Isi Laporan Koalisi Masyarakat Sipil ke PBB Dugaan Sisi Kelam Era Jokowi
Presiden Joko Widodo atau Jokowi dilaporkan koalisi masyarakat sipil ke PBB
dugaan pelanggaran HAM dengan dalih pembangunan. Sikap politik ini
didasarkan untuk advokasi HAM internasional pada isu ekonomi, sosial dan
budaya yang disampaikan kepada Komite Hak Ekonomi, Sosial, dan Budaya
Perserikatan Bangsa-Bangsa (PBB) dengan judul, “The Dark Side of Indonesia’s
Development under Joko Widodo”
Barikut isi laporan 'The Dark Side of Indonesia Development under Joko
Widodo' atau jika diartikan Sisi Kelam Pembangunan Indonesia Era Jokowi.
Disebutkan dalam laporan tersebut jika sisi gelap pembangunan di era Jokowi
semakin terlihat jelas ketika menyikapi krisis kesehatan akibat pandemi
COVID-19. Indonesia.
Seperti negara-negara lain di dunia, juga berupaya melakukan hal tersebut
pulih dari pandemi ini.

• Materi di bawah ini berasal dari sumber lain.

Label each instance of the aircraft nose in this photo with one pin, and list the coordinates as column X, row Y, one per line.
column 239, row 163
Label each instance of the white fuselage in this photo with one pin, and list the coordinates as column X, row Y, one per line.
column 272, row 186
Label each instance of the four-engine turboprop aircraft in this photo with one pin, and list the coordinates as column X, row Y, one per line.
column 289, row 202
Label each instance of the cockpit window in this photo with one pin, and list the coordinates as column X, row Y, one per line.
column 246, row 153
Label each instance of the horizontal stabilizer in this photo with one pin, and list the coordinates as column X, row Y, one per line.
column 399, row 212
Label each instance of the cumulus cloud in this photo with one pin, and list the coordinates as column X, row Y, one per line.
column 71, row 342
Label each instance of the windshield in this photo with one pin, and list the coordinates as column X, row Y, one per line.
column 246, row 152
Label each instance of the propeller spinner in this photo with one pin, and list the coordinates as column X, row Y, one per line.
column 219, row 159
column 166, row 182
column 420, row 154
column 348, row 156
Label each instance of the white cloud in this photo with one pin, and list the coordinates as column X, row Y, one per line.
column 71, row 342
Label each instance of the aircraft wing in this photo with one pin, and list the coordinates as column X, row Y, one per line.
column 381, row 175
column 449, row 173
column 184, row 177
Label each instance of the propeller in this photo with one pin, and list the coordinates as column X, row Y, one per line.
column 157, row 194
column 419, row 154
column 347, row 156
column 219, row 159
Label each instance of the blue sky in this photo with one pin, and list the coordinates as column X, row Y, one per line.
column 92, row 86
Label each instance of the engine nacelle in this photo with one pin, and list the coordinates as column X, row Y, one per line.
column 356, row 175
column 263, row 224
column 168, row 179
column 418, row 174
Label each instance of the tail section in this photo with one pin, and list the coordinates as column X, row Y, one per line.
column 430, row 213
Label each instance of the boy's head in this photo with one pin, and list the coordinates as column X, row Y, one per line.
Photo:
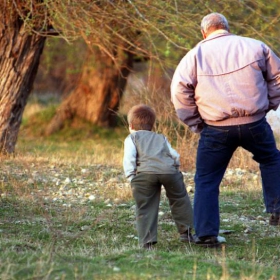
column 141, row 117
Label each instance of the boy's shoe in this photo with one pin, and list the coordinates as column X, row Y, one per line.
column 208, row 241
column 186, row 237
column 274, row 220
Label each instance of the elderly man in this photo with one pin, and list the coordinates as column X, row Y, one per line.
column 223, row 89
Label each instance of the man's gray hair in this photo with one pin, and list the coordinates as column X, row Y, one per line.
column 215, row 20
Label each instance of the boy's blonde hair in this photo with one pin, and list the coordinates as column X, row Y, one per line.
column 141, row 117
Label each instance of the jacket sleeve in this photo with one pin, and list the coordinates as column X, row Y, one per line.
column 273, row 78
column 183, row 92
column 173, row 153
column 129, row 159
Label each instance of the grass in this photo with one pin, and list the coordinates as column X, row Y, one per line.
column 66, row 212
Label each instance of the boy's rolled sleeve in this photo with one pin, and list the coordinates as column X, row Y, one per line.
column 129, row 159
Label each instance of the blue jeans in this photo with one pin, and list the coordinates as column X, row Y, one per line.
column 215, row 149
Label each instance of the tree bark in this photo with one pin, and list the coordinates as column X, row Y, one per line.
column 99, row 91
column 19, row 59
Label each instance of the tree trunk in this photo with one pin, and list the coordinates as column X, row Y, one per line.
column 19, row 59
column 99, row 91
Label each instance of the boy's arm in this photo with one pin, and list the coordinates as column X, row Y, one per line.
column 129, row 159
column 173, row 153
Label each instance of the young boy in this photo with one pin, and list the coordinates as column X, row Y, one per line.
column 150, row 162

Namun sayangnya, Indonesia lebih mengedepankan
paradigma pembangunan ekonomi dengan mengejar pertumbuhan ekonomi
alih-alih berfokus pada keselamatan dan kesehatan penduduknya.
Pandemi yang telah terjadi seolah dijadikan peluang bagi pemerintah dan
pejabat negara serta kroni-kroninya untuk berbisnis dengan rakyat yang
perekonomiannya jelas-jelas terpuruk akibat pandemi mulai dari pengadaan
obat-obatan untuk pandemi, tes COVID, impor masker, hand sanitizer, dan alat
pelindung diri untuk dokter dan kesehatan pekerja.
HRWG berpegang pada posisi Indonesia di isu HAM Global. Mengingat Indonesia telah meratifikasi perjanjian internasional terkait penghormatan dan perlindungan HAM 🤝 pic.twitter.com/vv8Q0QP2ZA
— Kontekstual (@kontekstualcom) February 19, 2024
Akibatnya komoditas tersebut menjadi langka dengan harganya melambung
tinggi.
Selain itu, di tengah pandemi COVID-19, Pemerintah Indonesia juga
mengeluarkan kebijakan yang memperburuk kerusakan lingkungan dan
meningkatnya ketimpangan sosial-ekonomi.
Kebijakan tersebut antara lain pengesahan UU Cipta Kerja yang mempermudah
pemberian izin investasi dengan mengabaikan daya dukung lingkungan hidup dan
lingkungan hidup perlindungan hak-hak masyarakat, revisi UU Minerba yang
memberikan banyak insentif perusahaan pertambangan namun mengabaikan
kerusakan lingkungan yang diakibatkannya, proyek strategis nasional (PSN)
mendorong percepatan perusakan lingkungan melalui proyek pembangunan fisik
besar-besaran oleh pemerintah dan sektor swasta.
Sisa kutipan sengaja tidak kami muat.